Efficient All-to-All Collective Communication Schedules for Direct-Connect Topologies

Prithwish Basu,Liangyu Zhao,Jason Fantl,Siddharth Pal,Arvind Krishnamurthy,Joud Khoury
2024-04-26
Abstract:The all-to-all collective communications primitive is widely used in machine learning (ML) and high performance computing (HPC) workloads, and optimizing its performance is of interest to both ML and HPC communities. All-to-all is a particularly challenging workload that can severely strain the underlying interconnect bandwidth at scale. This paper takes a holistic approach to optimize the performance of all-to-all collective communications on supercomputer-scale direct-connect interconnects. We address several algorithmic and practical challenges in developing efficient and bandwidth-optimal all-to-all schedules for any topology and lowering the schedules to various runtimes and interconnect technologies. We also propose a novel topology that delivers near-optimal all-to-all performance.
Distributed, Parallel, and Cluster Computing,Networking and Internet Architecture
What problem does this paper attempt to address?
The problem that this paper attempts to solve is to optimize the performance of all - to - all collective communication in the direct - connection topology on the scale of supercomputers. Specifically, all - to - all collective communication is widely used in machine learning (ML) and high - performance computing (HPC) workloads, and its performance optimization is very important for both of these communities.
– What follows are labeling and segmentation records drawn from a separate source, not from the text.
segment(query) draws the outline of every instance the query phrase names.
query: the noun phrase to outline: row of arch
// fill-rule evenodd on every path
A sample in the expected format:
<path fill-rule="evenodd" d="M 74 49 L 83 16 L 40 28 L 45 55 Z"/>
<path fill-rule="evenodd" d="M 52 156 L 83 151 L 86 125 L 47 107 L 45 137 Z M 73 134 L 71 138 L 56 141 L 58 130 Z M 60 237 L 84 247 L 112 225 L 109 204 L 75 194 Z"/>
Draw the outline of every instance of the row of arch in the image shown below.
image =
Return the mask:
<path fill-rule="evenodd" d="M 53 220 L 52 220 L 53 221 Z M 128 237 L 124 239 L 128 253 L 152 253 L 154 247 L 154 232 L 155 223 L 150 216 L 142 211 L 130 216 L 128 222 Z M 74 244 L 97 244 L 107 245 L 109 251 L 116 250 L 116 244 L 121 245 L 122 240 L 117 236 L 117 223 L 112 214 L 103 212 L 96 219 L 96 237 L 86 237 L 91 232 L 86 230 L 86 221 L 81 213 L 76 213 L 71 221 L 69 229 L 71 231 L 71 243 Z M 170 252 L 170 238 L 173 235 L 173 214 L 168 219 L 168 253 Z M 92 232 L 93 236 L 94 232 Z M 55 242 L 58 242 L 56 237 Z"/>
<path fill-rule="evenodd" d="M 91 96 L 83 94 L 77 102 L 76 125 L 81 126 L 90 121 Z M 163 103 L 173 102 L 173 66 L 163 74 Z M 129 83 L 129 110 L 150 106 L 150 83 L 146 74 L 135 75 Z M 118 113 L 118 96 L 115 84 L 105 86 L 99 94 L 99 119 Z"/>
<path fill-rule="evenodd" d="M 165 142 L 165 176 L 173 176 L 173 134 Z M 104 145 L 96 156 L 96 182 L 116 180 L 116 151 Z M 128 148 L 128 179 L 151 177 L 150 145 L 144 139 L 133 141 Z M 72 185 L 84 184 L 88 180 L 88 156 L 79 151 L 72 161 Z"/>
All - to - all is a particularly challenging workload, and as the scale expands, it may severely consume the underlying interconnect bandwidth. Therefore, the paper adopts a comprehensive approach to optimize the performance of all - to - all collective communication on large - scale direct - connection interconnects. The main objectives include: 1. **Develop an efficient all - to - all scheduling algorithm**: Develop an efficient and bandwidth - optimal all - to - all scheduling algorithm for any topology, and reduce it to various run - times and interconnect technologies. 2. **Propose a new topology**: Propose a new topology to achieve near - optimal all - to - all performance. 3. **Solve practical challenges**: Solve various algorithmic and practical challenges encountered in the process of developing these efficient scheduling algorithms. Through these methods, the paper aims to improve the efficiency of all - to - all collective communication in large - scale direct - connection networks, thereby enhancing the overall system performance.